Monday, September 24, 2018

'ANTNOUS ... BOY MADE GOD' EXHIBITION
AT ASHMOLEAN MUSEUM IN OXFORD


ANTINOUS is the star of a new exhibition at Oxford University's Ashmolean Museum which opens 25 September 2018 and runs through 24 February 2019.

This exhibition focuses on one of the most important surviving portraits of Antinous ... a unique, INSCRIBED BUST bust dated AD 130–138 which was discovered in Syria in 1879. 

On loan from a private collection, the bust was recently conserved by the Ashmolean and a magnificent new plaster cast was made for display in the Museum. 

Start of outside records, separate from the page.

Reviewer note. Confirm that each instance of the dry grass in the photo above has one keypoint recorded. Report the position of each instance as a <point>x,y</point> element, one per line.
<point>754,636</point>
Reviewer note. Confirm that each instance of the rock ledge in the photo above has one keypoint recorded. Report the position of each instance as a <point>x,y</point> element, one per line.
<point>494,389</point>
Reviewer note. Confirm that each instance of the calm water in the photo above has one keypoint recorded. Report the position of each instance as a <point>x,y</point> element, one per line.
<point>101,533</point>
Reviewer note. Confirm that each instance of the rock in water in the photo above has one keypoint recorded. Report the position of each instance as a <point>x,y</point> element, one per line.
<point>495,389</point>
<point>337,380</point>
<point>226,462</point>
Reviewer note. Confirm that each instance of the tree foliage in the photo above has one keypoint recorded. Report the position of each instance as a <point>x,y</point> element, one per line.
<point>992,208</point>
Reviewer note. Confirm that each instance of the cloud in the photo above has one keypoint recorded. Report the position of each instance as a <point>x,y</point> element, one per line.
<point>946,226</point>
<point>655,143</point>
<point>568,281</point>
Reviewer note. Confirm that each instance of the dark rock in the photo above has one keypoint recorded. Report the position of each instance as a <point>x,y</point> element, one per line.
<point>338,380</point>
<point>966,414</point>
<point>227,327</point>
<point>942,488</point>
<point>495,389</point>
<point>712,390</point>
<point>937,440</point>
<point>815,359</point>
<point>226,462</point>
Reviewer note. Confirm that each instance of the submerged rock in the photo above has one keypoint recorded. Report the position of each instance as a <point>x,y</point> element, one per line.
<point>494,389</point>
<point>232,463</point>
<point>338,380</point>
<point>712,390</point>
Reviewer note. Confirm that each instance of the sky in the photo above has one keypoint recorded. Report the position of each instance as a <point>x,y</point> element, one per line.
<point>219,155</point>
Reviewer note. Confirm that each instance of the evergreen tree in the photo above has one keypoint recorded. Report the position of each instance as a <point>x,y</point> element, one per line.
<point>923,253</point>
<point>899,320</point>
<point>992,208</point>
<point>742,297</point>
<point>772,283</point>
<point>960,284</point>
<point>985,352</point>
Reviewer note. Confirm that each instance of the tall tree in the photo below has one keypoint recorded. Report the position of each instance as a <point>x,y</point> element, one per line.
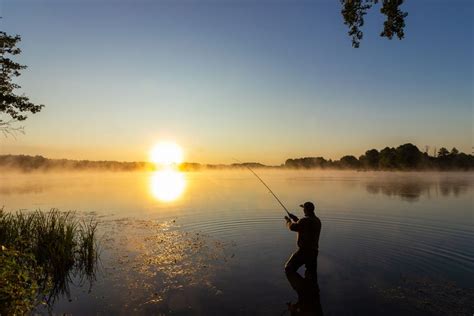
<point>12,105</point>
<point>353,12</point>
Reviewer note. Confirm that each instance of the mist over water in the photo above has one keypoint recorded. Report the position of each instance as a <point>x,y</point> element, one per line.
<point>214,242</point>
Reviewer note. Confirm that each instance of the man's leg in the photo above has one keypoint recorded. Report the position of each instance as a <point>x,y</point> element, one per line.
<point>291,267</point>
<point>295,262</point>
<point>311,264</point>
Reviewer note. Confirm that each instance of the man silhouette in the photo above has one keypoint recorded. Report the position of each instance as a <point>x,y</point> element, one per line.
<point>308,229</point>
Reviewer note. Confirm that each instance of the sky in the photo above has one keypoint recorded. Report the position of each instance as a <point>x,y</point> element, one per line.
<point>253,80</point>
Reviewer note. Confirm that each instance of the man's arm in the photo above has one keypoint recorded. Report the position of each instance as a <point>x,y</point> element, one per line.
<point>292,226</point>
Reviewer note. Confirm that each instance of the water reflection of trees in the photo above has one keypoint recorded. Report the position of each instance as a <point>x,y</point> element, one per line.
<point>411,189</point>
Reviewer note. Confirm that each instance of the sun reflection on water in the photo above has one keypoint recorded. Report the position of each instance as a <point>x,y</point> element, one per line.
<point>167,185</point>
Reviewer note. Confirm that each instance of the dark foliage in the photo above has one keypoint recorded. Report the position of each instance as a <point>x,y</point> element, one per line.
<point>404,157</point>
<point>353,12</point>
<point>14,105</point>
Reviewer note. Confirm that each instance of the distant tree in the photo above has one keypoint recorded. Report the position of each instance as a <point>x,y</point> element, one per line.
<point>371,159</point>
<point>13,105</point>
<point>408,156</point>
<point>353,12</point>
<point>388,158</point>
<point>443,152</point>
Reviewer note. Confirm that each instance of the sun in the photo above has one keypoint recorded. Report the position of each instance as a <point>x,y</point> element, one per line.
<point>166,154</point>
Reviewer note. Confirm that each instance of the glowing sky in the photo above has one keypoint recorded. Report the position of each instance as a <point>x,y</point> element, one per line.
<point>256,80</point>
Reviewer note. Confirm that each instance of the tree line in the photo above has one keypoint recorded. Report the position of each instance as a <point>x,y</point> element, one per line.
<point>403,157</point>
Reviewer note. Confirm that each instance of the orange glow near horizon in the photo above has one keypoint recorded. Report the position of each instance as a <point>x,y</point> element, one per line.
<point>167,185</point>
<point>166,154</point>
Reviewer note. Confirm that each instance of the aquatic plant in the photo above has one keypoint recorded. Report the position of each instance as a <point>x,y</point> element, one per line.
<point>48,249</point>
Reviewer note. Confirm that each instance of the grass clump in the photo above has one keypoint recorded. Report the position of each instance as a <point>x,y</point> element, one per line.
<point>41,253</point>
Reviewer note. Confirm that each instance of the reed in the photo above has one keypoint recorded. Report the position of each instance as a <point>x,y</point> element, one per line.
<point>59,244</point>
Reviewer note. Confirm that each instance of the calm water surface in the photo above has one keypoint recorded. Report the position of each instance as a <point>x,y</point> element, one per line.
<point>215,243</point>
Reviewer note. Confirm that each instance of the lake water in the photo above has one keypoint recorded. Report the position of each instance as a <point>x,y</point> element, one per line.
<point>215,243</point>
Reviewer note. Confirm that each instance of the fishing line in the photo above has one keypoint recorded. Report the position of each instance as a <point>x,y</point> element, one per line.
<point>263,182</point>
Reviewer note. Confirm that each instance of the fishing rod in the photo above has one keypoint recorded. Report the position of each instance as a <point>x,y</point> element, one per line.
<point>263,182</point>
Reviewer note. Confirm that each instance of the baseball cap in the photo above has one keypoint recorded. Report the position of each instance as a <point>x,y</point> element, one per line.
<point>308,205</point>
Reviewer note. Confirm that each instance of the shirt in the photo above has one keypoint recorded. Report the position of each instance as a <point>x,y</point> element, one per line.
<point>308,229</point>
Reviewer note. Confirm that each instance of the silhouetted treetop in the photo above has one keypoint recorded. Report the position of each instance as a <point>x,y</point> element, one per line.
<point>13,105</point>
<point>353,12</point>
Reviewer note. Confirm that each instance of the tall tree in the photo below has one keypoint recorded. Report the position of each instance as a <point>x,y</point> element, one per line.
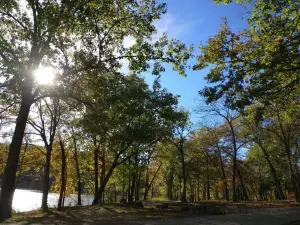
<point>76,38</point>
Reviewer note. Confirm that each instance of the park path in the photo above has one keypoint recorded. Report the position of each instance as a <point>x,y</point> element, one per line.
<point>279,216</point>
<point>262,217</point>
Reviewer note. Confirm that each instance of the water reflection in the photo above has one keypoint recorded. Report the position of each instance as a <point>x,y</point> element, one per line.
<point>26,200</point>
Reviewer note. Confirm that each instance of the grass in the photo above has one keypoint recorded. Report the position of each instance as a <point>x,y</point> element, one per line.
<point>113,213</point>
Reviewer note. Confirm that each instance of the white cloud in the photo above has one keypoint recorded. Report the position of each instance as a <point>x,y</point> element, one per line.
<point>175,27</point>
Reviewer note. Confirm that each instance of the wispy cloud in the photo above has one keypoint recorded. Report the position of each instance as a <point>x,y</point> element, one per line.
<point>176,27</point>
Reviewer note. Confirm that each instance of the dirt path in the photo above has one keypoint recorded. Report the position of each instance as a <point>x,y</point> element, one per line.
<point>268,217</point>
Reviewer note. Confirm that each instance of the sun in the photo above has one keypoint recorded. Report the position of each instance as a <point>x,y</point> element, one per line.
<point>44,76</point>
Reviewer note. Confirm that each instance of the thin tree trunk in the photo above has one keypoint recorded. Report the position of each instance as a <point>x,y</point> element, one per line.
<point>99,195</point>
<point>96,171</point>
<point>183,173</point>
<point>115,192</point>
<point>9,176</point>
<point>133,183</point>
<point>207,178</point>
<point>146,184</point>
<point>245,195</point>
<point>77,169</point>
<point>226,194</point>
<point>63,175</point>
<point>273,172</point>
<point>234,199</point>
<point>46,177</point>
<point>152,180</point>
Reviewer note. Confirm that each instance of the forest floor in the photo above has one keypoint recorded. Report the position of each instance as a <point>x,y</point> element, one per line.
<point>242,213</point>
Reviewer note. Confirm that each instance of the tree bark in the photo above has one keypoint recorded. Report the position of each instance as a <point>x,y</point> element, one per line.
<point>245,195</point>
<point>9,176</point>
<point>207,178</point>
<point>224,178</point>
<point>96,166</point>
<point>183,198</point>
<point>99,194</point>
<point>63,175</point>
<point>77,171</point>
<point>133,183</point>
<point>273,172</point>
<point>234,199</point>
<point>46,177</point>
<point>146,184</point>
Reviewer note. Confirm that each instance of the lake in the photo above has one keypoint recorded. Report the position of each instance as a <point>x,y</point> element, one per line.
<point>27,200</point>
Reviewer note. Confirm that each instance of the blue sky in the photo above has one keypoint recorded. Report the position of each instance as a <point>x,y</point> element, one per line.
<point>193,21</point>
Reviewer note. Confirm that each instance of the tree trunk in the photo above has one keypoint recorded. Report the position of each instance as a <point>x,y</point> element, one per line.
<point>207,178</point>
<point>293,179</point>
<point>273,172</point>
<point>46,177</point>
<point>77,170</point>
<point>170,184</point>
<point>183,198</point>
<point>245,195</point>
<point>9,176</point>
<point>99,195</point>
<point>152,180</point>
<point>96,171</point>
<point>63,175</point>
<point>137,189</point>
<point>146,184</point>
<point>133,183</point>
<point>226,194</point>
<point>115,193</point>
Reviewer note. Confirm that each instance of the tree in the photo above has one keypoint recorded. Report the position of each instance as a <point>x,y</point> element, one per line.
<point>260,63</point>
<point>230,117</point>
<point>45,125</point>
<point>129,115</point>
<point>76,38</point>
<point>181,132</point>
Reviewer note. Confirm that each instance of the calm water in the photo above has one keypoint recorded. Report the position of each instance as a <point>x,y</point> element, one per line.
<point>25,200</point>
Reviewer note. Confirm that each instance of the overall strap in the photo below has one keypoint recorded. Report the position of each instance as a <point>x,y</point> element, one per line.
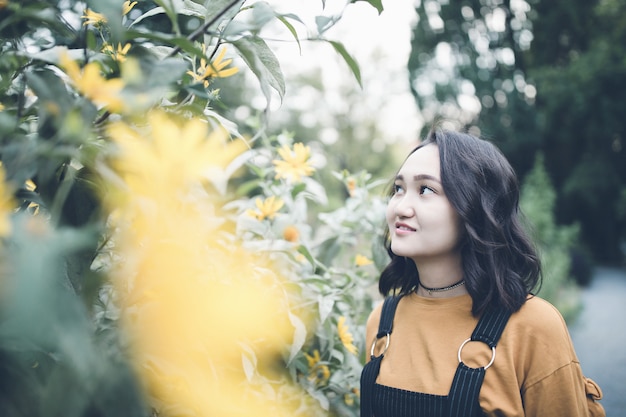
<point>463,396</point>
<point>372,368</point>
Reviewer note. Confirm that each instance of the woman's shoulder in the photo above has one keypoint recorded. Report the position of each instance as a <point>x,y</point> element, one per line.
<point>538,319</point>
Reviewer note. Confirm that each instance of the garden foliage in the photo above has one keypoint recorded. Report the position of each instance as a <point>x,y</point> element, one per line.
<point>155,259</point>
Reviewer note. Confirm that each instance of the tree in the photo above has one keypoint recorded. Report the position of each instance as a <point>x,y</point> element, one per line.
<point>535,76</point>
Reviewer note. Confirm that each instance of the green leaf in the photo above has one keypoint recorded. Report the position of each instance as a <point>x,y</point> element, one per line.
<point>283,19</point>
<point>263,63</point>
<point>354,66</point>
<point>377,4</point>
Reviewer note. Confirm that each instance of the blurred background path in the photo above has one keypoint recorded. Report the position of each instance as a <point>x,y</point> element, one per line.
<point>599,336</point>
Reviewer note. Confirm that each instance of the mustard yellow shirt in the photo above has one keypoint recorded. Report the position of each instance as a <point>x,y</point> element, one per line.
<point>535,374</point>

The ASHMOLEAN ANTINOUS EXHIBITION will show casts of other key portraits, as well as coins of Antinous, medals and bronze figurines made between the second and eighteenth centuries.

The exhibition explores the archaeology of Antinous's religion and how his unforgettable portrait image was disseminated across the empire, turning a country-boy into a hero and god with a legacy extending from antiquity into the modern world.

Bert Smith, Lincoln Professor of Classical Archaeology at Oxford and exhibition curator, says: "Hadrian and Antinous are considered the most famous same-sex relationship in antiquity. The later written-record is marked by a moralising, often condemnatory tone.

"But Antinous’s image, recorded in artworks, coins and monuments, offers a different perspective. These remarkable objects tell the story of a boy-made-god who had a cultural and religious significance that extended across the Roman Empire."